South Africa

ANC-EFF coalition could crush South Africa 

An ANC-EFF coalition could have disastrous effects on South Africa’s financial markets, with money flooding out of the country and the value of the rand collapsing. 

This is feedback from Jason Swartz, portfolio manager at Old Mutual Investment Group (OMIG), who said that investors are generally adopting a wait-and-see approach regarding the country’s elections at the end of the month. 

Swartz said that uncertainty surrounding South Africa’s elections has become a dominant force influencing local investment decision-making. 

This broadly mimics the effect of election uncertainty abroad as the United States and many other countries prepare to elect new leaders in 2024.

“Investors are sitting on the sidelines and seem content to wait for the election outcome before committing capital to invest in the local financial markets,” Swartz said. 

He explained that the result would shed light on post-election coalitions and their potential long-term policy implications.

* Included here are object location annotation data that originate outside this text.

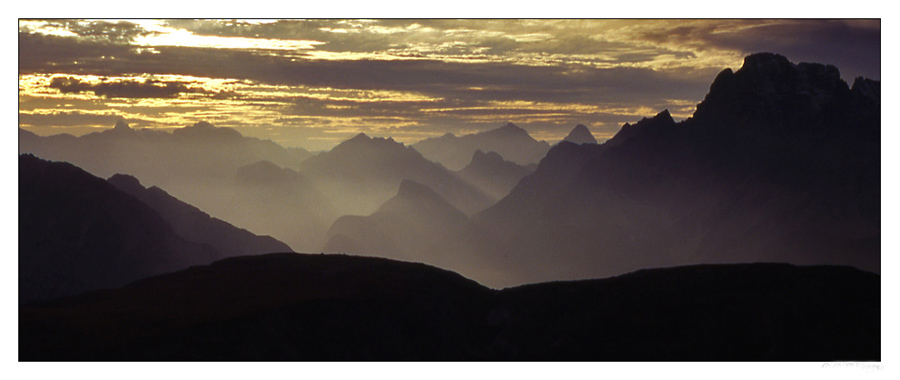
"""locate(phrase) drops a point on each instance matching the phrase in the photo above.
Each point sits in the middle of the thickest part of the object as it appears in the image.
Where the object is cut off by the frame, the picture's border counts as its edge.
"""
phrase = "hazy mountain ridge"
(580, 135)
(77, 233)
(362, 173)
(195, 225)
(196, 164)
(334, 307)
(779, 163)
(492, 174)
(417, 225)
(510, 141)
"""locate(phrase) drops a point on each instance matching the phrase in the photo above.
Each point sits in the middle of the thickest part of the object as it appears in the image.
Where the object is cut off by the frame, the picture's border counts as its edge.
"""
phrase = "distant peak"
(580, 135)
(361, 137)
(203, 124)
(664, 115)
(413, 189)
(762, 61)
(121, 125)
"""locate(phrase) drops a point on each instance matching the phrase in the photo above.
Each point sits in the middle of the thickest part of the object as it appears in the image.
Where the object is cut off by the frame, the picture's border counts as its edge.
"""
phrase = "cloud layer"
(330, 79)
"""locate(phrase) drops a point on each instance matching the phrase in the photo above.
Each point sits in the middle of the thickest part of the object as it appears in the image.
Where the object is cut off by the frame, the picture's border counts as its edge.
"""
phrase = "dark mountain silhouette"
(362, 173)
(580, 135)
(195, 225)
(282, 201)
(79, 233)
(417, 225)
(492, 174)
(510, 141)
(195, 164)
(334, 307)
(780, 162)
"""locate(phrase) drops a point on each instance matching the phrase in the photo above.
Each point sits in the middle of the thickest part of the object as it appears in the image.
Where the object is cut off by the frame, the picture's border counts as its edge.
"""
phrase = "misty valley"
(750, 231)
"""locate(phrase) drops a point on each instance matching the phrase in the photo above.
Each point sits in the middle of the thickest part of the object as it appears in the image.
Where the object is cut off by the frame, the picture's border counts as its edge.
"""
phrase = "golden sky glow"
(313, 83)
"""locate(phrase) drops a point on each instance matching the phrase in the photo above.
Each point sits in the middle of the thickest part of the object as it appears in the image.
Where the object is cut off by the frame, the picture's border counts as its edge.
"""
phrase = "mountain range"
(749, 231)
(510, 141)
(363, 172)
(780, 163)
(78, 232)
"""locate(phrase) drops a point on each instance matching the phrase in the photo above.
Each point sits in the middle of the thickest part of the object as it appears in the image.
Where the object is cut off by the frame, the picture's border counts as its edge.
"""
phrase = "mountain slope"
(510, 141)
(334, 307)
(196, 164)
(417, 225)
(284, 202)
(78, 233)
(196, 225)
(378, 166)
(492, 174)
(780, 162)
(580, 135)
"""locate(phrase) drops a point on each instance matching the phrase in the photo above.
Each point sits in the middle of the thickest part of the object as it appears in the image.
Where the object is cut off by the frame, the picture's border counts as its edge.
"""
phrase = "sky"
(315, 82)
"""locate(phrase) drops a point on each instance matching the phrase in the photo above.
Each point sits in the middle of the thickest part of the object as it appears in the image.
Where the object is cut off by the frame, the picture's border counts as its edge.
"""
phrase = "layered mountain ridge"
(335, 307)
(510, 141)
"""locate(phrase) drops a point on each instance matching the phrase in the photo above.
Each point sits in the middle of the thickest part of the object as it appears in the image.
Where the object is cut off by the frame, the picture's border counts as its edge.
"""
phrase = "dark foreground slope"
(78, 232)
(335, 307)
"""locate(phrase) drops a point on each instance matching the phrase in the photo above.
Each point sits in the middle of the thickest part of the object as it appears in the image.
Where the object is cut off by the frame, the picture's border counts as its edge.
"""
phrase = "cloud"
(148, 88)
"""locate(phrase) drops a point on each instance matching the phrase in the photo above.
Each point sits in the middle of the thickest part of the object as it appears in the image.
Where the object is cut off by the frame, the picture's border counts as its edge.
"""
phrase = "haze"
(315, 83)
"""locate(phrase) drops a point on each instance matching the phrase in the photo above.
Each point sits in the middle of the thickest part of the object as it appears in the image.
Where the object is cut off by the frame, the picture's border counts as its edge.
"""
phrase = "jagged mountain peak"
(481, 157)
(204, 129)
(509, 129)
(412, 189)
(126, 181)
(580, 135)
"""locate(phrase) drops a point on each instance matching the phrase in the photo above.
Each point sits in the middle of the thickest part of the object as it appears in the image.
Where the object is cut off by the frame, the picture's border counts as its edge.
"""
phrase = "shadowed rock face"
(780, 163)
(335, 307)
(195, 225)
(362, 173)
(492, 174)
(510, 141)
(78, 233)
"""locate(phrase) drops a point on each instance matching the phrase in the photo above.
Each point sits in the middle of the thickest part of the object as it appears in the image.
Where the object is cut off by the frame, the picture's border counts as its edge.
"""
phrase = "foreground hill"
(334, 307)
(780, 162)
(492, 174)
(78, 232)
(510, 141)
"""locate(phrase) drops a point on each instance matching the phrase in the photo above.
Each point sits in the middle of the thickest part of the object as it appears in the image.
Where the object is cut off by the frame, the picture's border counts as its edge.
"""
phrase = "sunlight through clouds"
(428, 76)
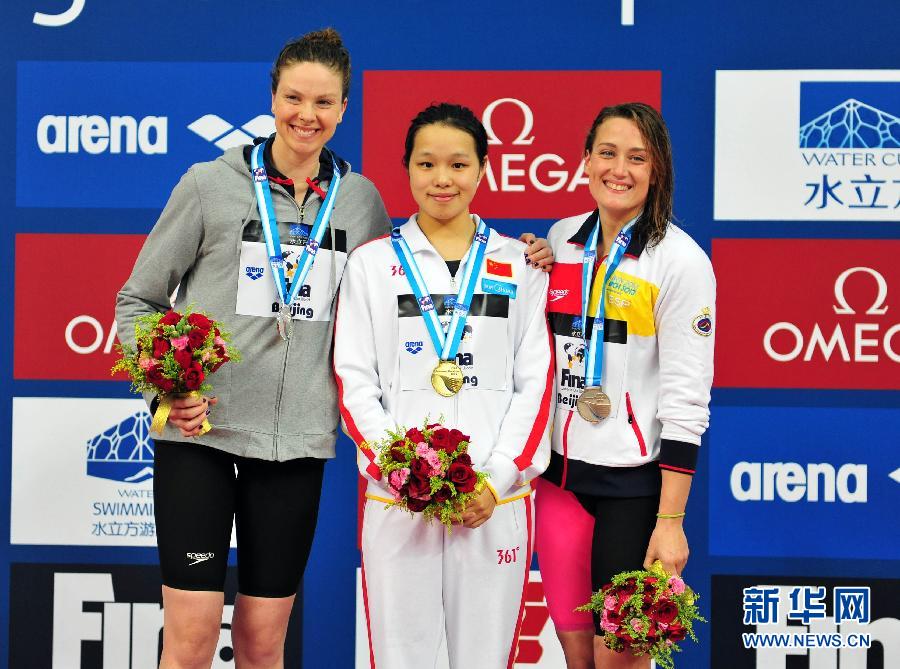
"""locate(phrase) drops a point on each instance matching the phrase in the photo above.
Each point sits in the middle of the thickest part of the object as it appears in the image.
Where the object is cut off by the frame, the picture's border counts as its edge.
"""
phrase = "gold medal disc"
(593, 404)
(447, 378)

While it is largely expected that the ANC will lose its majority following the election next month, it is unknown how far support for the ruling party will fall below the critical 50% level and what the post-election coalition will be.

Asset managers and investors are keen to know what policy shifts the local election could usher in, as this will give some indication of the likely impact on the risk and return dynamics for the market. 

Economists and market analysts hope that the South African government’s economic cluster will emerge with minimum disruption after the elections.

“We would like to see institutions like the central bank, National Treasury, and SARS retain their independence following the elections and that the country’s fiscal and monetary policy position remains orthodox,” Swartz said.

International investors, however, also remain concerned about certain election outcomes, particularly an ANC-EFF tie-up due to the latter’s radical approach to economic policy and nationalisation of key industries.

“The market reaction to an EFF coalition with the ANC could be disastrous from a risk premium perspective, and we would see that reflected in the rand and in capital outflows.” 

“Therefore, this is something that asset managers are actively hedging against,” Swartz said.

OMIG said it has undertaken quantitative analysis to understand the complexity and dynamics of how parties might perform in the election and what post-election political partnerships might look like.

Most asset managers are thinking about their positioning in domestic equities and whether to remain overweight equities or local government bonds.

The asset manager prefers bonds currently, though it admits to trimming some of its exposure in that asset class ahead of the local election “to reflect some cautiousness around what the post-election policy implications could be”.

As for the domestic market equities, Swartz said a lot depends on whether one embraces the risk premium on offer and to what extent one decides to hedge one’s positions.

“Investors that are not prepared to embrace or accept the risk premium in South African equities could consider adding exposure to global industrials or global defensives,” Swartz said.